In the clinical scenario, a rebound increase in the plasma EG concentration has been noticed within 12-36 hours after discontinuing hemodialysis, attributable to its redistribution from tissue to the plasma compartment. This necessitates the continuous use of fomepizole or ethanol with ongoing monitoring of anion gap, osmolar gap, electrolytes, and serum osmolarity. Fomepizole/ethanol can be discontinued if the following criteria are met: serum EG becomes either < 20mg/dl or undetectable, normalization of anion gap/pH with the absence of any symptoms.

Thiamine and magnesium: although it is commonly employed in patients with chronic alcohol abuse, it has been theoretically proven to have some therapeutic importance in cases of acute ethylene glycol poisoning due to the minor role it plays in its metabolic pathway. In the presence of thiamine and magnesium, the glyoxylic acid is converted to a non-toxic compound, alpha-hydroxy-beta-ketoadipic acid. Therefore, empiric IV thiamine and magnesium are hypothesized to be of some clinical benefit for thiamine deficient patients with alcohol toxicity [4].
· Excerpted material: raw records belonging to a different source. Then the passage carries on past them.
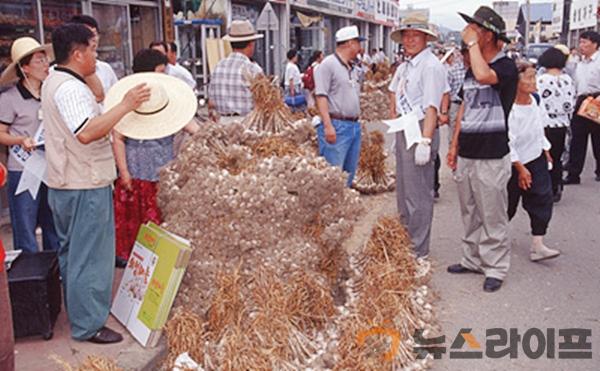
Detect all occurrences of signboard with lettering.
[569,0,598,30]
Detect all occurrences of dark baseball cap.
[458,6,510,43]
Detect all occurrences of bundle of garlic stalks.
[159,116,432,370]
[360,63,392,122]
[352,129,396,194]
[242,74,304,134]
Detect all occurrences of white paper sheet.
[383,111,423,149]
[15,150,48,200]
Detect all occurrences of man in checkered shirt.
[208,20,263,116]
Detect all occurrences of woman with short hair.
[0,37,59,253]
[537,48,577,202]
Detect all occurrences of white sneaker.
[529,245,560,262]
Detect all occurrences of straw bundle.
[242,74,303,134]
[352,127,396,194]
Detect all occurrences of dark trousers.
[544,127,567,194]
[0,270,15,371]
[508,155,553,236]
[433,152,442,192]
[568,96,600,179]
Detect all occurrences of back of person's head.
[131,49,167,73]
[69,14,100,32]
[231,41,253,50]
[538,48,568,69]
[579,31,600,46]
[148,41,169,53]
[287,49,298,60]
[52,23,94,64]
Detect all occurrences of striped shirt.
[208,52,263,116]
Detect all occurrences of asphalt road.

Sodium bicarbonate: the conventional effectiveness of sodium bicarbonate in managing various forms of metabolic acidosis forms the rationale for its use in ethylene glycol poisoning to correct pH. Although the extreme acidemia in EG poisoning may not be absolutely correctable with boluses of NaHCO3, nevertheless, it has been employed for patients with arterial pH less than 7.3 [5].

Conclusions

It can often be challenging to diagnose and manage an unconscious patient, especially in this age group, due to the wide range of possible differentials. Several etiologies are considered in this patient population with high anion gap metabolic acidosis, the most common being diabetic ketoacidosis and salicylate toxicity. This study emphasizes the crucial role of laboratory testing in support of the diagnosis. Given the unavailability of fomepizole, the use of ethanol, as well as hemodialysis, can be life-saving in patients who present later during the time course of poisoning. Considering the unsupervised attempt by the patient to consume ethylene glycol and the unclear circumstances surrounding the patient, we felt the necessity to consult her for a psychiatric evaluation. The patient was followed up for a period of four weeks that suggested an absence of any psychiatric illness. To prevent such future episodes, the parents were counseled on the contents and safety profile of car coolants and other similar substances and were advised to keep these products out of children's reach.